The last time Chelsea conceded five at home in the League their conquerors, Liverpool, went on to lift the title. That was in 1989 and while no one at Arsenal was predicting a repeat yesterday, their extraordinary 5-3 win at Stamford Bridge appears to confirm the Gunners are once more a force.

Chelsea twice led and when John Terry put them 2-1 ahead just before the break the match looked like being the backdrop to another incidence of the England captain's habit of meeting adversity head on.

When Terry was embroiled in the Wayne Bridge saga that cost him the national armband early in 2010, he responded by scoring the winning goal at Burnley, an important victory on the way to Chelsea's last title.

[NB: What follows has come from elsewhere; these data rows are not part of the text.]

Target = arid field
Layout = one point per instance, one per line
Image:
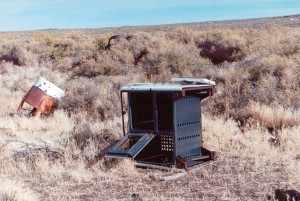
(252, 122)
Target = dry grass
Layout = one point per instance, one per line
(252, 121)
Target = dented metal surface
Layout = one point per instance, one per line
(43, 96)
(164, 124)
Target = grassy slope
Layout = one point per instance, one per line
(252, 122)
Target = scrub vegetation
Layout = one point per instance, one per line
(252, 122)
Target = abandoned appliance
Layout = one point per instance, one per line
(43, 96)
(164, 124)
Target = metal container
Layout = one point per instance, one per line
(164, 123)
(49, 88)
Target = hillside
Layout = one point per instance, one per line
(253, 121)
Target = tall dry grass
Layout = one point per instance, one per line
(252, 121)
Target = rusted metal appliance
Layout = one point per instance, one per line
(43, 96)
(164, 124)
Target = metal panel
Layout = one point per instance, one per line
(118, 150)
(187, 118)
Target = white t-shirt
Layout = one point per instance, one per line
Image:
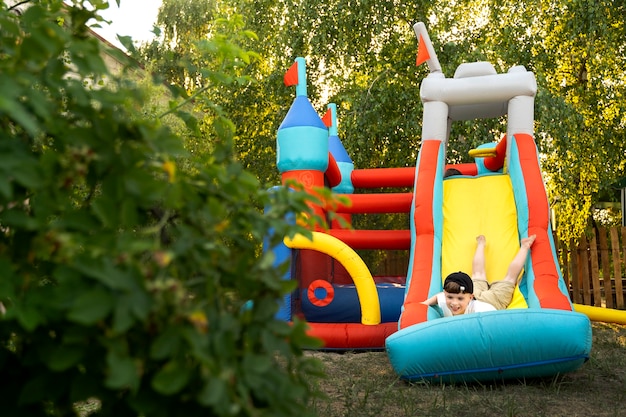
(474, 306)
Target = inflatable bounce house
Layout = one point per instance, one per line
(500, 195)
(345, 306)
(503, 197)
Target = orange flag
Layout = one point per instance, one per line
(422, 52)
(328, 118)
(291, 76)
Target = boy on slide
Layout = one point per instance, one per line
(463, 295)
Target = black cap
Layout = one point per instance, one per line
(464, 281)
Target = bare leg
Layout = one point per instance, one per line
(478, 263)
(516, 265)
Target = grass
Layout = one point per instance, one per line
(364, 384)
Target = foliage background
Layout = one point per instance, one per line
(361, 55)
(130, 267)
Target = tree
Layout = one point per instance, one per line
(125, 278)
(360, 55)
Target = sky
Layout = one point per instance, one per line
(133, 18)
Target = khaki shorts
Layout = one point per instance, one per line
(499, 294)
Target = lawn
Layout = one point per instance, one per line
(364, 384)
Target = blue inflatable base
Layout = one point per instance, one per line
(495, 345)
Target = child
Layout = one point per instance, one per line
(463, 295)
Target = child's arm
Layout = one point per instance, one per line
(432, 301)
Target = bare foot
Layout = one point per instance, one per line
(527, 242)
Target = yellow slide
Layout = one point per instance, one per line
(475, 206)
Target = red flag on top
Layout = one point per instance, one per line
(422, 52)
(328, 118)
(291, 76)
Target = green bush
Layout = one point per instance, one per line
(123, 278)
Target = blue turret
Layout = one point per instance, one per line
(302, 139)
(341, 156)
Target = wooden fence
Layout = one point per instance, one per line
(595, 269)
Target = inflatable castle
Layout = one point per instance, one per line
(500, 195)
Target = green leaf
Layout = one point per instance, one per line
(28, 317)
(64, 357)
(171, 378)
(122, 372)
(91, 307)
(166, 344)
(213, 392)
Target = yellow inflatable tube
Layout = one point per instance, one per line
(606, 315)
(365, 287)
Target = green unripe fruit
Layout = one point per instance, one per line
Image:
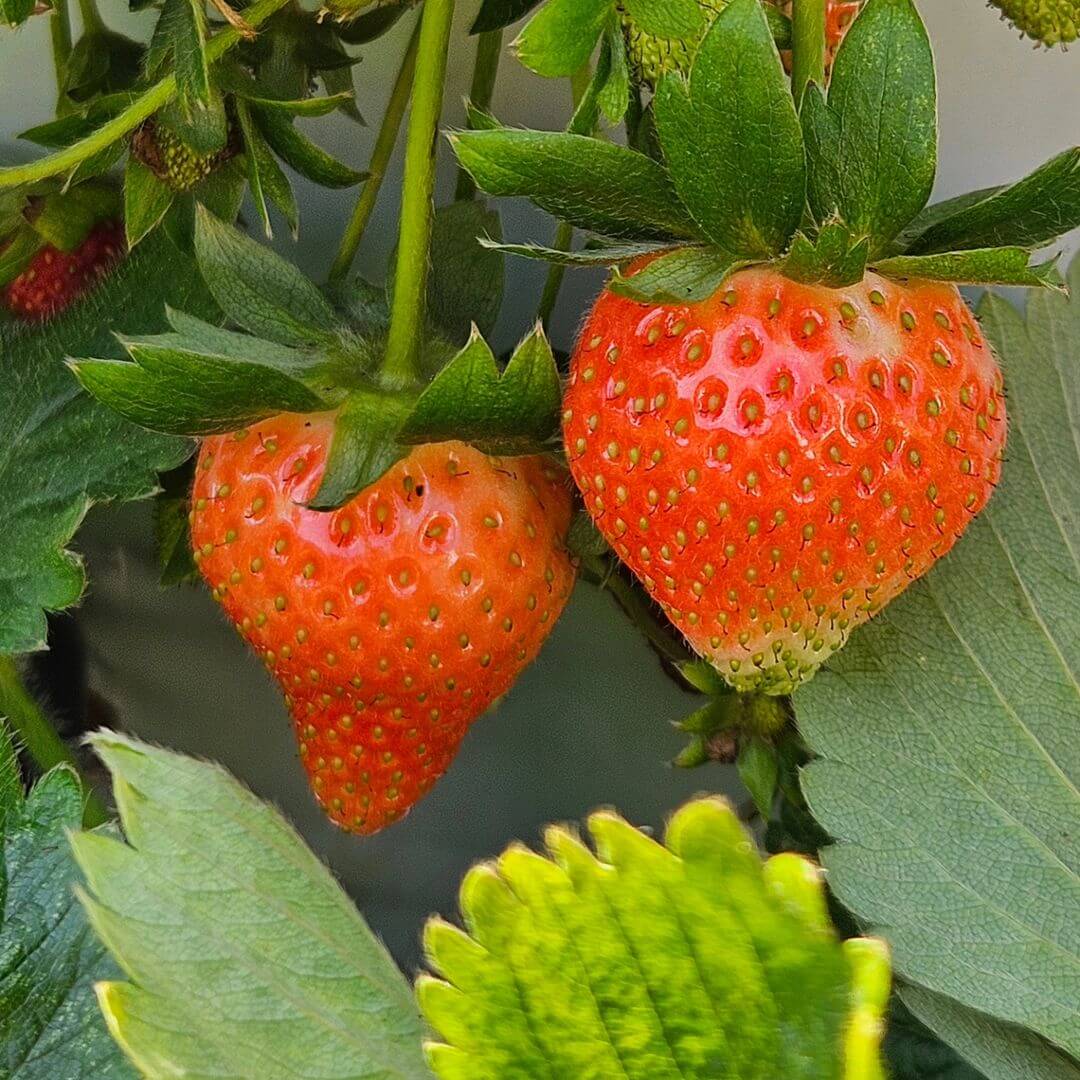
(1051, 22)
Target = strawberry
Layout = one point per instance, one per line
(780, 461)
(393, 622)
(55, 279)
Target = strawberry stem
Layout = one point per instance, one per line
(37, 736)
(385, 144)
(485, 72)
(808, 45)
(400, 367)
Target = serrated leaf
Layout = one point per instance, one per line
(731, 137)
(872, 149)
(257, 288)
(562, 36)
(50, 959)
(297, 150)
(146, 201)
(1029, 213)
(946, 729)
(244, 956)
(592, 184)
(686, 275)
(61, 451)
(994, 266)
(691, 960)
(512, 412)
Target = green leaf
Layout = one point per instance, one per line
(365, 445)
(257, 288)
(244, 956)
(1029, 213)
(691, 960)
(994, 266)
(513, 412)
(563, 35)
(146, 201)
(50, 959)
(686, 275)
(834, 257)
(999, 1051)
(945, 730)
(61, 450)
(872, 150)
(300, 152)
(183, 386)
(731, 137)
(594, 185)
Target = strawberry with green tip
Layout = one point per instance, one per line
(393, 622)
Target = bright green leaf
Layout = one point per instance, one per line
(595, 185)
(691, 960)
(512, 412)
(61, 451)
(50, 959)
(872, 149)
(731, 137)
(945, 732)
(244, 956)
(257, 288)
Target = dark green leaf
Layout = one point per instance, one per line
(50, 959)
(686, 275)
(1029, 213)
(562, 36)
(594, 185)
(994, 266)
(257, 288)
(731, 137)
(146, 201)
(365, 445)
(61, 450)
(300, 152)
(513, 412)
(872, 150)
(834, 257)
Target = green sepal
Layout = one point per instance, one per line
(509, 413)
(731, 137)
(596, 186)
(364, 446)
(686, 275)
(990, 266)
(1030, 213)
(834, 257)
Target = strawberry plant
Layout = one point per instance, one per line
(835, 496)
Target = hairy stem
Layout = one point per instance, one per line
(808, 44)
(401, 364)
(380, 160)
(488, 53)
(37, 736)
(158, 95)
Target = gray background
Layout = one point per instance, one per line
(589, 724)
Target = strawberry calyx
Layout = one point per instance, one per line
(741, 175)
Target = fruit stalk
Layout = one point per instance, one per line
(808, 44)
(485, 73)
(37, 737)
(385, 144)
(410, 283)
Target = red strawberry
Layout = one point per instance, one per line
(779, 462)
(393, 622)
(55, 279)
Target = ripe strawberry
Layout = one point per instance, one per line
(393, 622)
(780, 461)
(55, 279)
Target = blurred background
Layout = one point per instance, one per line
(590, 723)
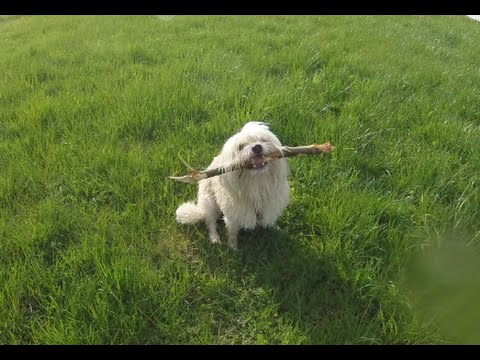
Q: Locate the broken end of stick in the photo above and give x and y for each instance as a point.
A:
(325, 147)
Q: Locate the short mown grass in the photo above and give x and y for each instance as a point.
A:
(94, 111)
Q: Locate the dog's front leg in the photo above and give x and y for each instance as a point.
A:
(232, 231)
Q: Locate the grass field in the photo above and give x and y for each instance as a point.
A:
(379, 244)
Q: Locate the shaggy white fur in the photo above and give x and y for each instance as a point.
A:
(245, 198)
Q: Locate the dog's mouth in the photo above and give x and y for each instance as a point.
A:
(258, 162)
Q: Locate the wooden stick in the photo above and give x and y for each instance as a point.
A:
(284, 151)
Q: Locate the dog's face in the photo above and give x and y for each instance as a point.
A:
(254, 141)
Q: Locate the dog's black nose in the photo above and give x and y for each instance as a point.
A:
(257, 149)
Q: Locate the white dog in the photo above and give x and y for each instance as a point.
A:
(246, 198)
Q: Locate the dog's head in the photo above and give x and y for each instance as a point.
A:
(253, 141)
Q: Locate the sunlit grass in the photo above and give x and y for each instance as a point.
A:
(94, 111)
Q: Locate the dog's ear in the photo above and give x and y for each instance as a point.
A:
(255, 124)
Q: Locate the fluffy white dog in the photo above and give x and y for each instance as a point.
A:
(245, 198)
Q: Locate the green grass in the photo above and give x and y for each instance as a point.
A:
(94, 111)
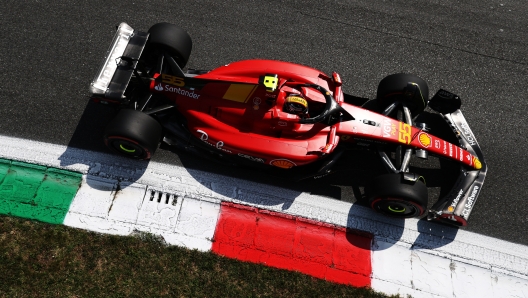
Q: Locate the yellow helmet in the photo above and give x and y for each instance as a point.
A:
(295, 104)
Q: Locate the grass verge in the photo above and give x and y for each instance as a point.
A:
(43, 260)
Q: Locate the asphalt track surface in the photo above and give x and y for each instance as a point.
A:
(50, 51)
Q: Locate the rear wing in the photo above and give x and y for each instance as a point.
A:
(119, 63)
(456, 206)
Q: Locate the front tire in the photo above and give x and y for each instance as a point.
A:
(173, 39)
(392, 195)
(133, 134)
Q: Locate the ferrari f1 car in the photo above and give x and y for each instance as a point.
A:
(269, 113)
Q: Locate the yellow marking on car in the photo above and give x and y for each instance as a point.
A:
(239, 92)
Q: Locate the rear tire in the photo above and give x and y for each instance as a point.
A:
(391, 195)
(391, 89)
(173, 39)
(133, 134)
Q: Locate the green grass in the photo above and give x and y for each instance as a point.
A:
(43, 260)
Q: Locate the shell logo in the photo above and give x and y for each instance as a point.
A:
(425, 140)
(282, 163)
(476, 163)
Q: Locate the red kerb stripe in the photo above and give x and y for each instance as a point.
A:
(292, 243)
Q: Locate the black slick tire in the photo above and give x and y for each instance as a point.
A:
(392, 195)
(172, 39)
(391, 89)
(133, 134)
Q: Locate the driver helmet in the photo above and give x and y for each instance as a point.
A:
(296, 104)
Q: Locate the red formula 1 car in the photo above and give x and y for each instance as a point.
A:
(278, 114)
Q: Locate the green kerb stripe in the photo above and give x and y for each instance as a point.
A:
(36, 192)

This time fate had scripted a different ending. With six minutes left and the match poised at 3-3, a back-pass from Florent Malouda wrong-footed Terry, who slipped. Robin van Persie sped on to the loose ball before completing a hat-trick in injury-time.

Equally significant was the referee Andre Marriner's decision not to dismiss Wojciech Szczesny for bringing down Ashley Cole at 2-2. Though the Arsenal goalkeeper later tweeted his disbelief at not being sent off, Chelsea's manager Andre Villas-Boas said only "it was the referee's decision".

Chelsea stay third but are now nine points behind Manchester City, who beat Wolves 3-1 despite the dismissal of Vincent Kompany.

Having dropped Rio Ferdinand, Manchester United kept a rare clean sheet, Javier Hernandez scoring the only goal at Everton.